Jan. 28, 2010 -- ABCNews.com asked Paul O'Neill, former Treasury Secretary for President George W. Bush, how he felt about the president's job proposals and his first State of the Union Address. Here's what he had to say.
I don't think it is possible to have a useful opinion about what the President said without more facts. He did not ascribe any level of specific job growth to his announced interventions, for example, the proposal to provide $30 billion to community banks to give credit to small businesses. I don't know what this means. How will we be able to see and measure incremental credit availability to small businesses?
How much credit availability currently exists for small businesses? Are there credit worthy businesses that are being turned down? Credit worthy means there is a high probability the borrower will pay back the loan in the agreed time with the agreed interest payment. How will the community banks be selected to receive the incremental money? How long will it take to get this money into the system?
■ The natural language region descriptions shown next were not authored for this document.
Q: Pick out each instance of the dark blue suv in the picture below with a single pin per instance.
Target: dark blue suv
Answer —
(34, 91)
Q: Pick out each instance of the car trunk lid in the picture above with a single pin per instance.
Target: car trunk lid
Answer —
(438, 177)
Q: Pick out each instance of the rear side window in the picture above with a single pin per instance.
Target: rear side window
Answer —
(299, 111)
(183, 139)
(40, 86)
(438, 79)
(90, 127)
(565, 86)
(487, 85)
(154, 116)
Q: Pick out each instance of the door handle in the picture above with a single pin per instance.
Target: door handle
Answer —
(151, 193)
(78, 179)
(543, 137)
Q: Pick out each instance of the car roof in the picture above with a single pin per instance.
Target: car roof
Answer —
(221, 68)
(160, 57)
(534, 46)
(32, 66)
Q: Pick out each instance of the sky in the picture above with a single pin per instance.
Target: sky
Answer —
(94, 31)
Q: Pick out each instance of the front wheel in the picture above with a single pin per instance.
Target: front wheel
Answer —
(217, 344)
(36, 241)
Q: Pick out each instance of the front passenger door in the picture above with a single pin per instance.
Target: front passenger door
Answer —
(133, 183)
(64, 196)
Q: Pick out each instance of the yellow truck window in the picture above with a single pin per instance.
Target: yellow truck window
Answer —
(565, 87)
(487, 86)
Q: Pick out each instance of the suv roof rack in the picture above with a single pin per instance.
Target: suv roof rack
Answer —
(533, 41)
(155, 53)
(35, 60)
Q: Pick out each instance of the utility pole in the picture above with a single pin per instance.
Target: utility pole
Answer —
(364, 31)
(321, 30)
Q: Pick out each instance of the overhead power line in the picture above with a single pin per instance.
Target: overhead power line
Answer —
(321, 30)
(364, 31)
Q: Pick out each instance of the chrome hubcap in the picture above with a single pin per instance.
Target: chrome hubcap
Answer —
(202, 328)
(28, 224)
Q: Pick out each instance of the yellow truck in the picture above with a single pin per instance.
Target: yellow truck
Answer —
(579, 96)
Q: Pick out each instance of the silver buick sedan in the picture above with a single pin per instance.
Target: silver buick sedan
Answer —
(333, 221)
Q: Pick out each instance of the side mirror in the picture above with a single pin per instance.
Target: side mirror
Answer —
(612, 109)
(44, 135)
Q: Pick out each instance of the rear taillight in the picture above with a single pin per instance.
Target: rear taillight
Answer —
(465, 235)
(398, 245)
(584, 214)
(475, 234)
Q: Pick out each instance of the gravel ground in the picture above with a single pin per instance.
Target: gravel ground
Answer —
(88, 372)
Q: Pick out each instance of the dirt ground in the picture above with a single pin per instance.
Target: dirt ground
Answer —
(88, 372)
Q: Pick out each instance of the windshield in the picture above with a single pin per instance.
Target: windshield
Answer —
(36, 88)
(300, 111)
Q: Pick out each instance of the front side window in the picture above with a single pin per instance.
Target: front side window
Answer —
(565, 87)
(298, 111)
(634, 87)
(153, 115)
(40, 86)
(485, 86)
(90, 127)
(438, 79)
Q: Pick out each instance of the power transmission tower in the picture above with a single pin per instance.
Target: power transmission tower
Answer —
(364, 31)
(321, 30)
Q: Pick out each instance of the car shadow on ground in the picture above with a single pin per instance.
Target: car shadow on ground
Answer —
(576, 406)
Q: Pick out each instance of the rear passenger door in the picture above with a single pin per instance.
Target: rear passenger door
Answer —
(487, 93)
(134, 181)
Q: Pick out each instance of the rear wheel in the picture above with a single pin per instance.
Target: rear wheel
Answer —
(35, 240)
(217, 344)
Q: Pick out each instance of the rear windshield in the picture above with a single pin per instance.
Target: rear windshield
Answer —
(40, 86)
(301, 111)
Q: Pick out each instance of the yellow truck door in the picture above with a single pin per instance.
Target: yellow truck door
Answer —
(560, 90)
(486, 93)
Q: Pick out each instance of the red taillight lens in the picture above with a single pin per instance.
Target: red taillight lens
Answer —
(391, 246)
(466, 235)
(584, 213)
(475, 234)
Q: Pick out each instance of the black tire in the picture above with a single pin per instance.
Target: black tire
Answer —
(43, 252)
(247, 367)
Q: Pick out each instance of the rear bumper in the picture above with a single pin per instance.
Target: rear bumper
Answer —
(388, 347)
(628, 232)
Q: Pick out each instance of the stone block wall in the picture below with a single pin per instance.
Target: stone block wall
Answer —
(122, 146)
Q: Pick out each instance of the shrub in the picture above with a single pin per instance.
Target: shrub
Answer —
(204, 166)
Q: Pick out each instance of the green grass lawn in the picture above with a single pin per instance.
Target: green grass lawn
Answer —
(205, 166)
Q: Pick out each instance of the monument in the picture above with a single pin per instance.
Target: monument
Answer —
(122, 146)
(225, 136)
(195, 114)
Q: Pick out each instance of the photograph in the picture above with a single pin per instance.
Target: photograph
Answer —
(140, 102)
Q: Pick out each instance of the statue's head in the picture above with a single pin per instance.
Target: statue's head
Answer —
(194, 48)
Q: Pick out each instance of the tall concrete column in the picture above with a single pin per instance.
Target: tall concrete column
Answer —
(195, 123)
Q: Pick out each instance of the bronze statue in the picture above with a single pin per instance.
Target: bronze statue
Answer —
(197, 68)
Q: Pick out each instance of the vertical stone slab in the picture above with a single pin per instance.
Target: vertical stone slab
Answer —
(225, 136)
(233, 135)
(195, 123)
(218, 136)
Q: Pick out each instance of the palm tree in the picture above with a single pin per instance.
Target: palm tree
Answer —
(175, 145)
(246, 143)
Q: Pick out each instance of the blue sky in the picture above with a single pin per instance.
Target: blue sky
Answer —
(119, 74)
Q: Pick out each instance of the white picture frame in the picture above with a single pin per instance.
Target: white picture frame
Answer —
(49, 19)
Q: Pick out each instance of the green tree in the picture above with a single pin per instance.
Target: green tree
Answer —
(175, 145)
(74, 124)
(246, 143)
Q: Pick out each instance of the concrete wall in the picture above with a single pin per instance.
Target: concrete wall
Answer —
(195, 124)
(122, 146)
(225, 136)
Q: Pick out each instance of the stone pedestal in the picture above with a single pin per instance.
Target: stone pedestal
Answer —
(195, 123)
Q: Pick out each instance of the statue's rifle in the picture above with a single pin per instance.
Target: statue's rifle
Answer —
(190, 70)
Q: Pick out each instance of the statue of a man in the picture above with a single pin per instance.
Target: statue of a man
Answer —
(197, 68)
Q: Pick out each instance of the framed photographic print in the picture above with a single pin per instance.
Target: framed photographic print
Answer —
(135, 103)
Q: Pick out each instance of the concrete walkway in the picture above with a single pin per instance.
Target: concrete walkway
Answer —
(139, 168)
Since we are in a deep deficit hole this is more borrowed money.
The President implied this was available money because the banks had paid it back … This is an accounting fiction … I hope the President knows better than what he inferred … and so on.
… I believe the greatest financial reform and combined consumer protection step would be to require every home mortgage to have a 20 percent equity down payment and to mandate that the 20% be kept in a reserve account; and parallel requirements for all financial transactions. These two steps would be far more useful than the 1000 page bill they have cobbled together in the Congress.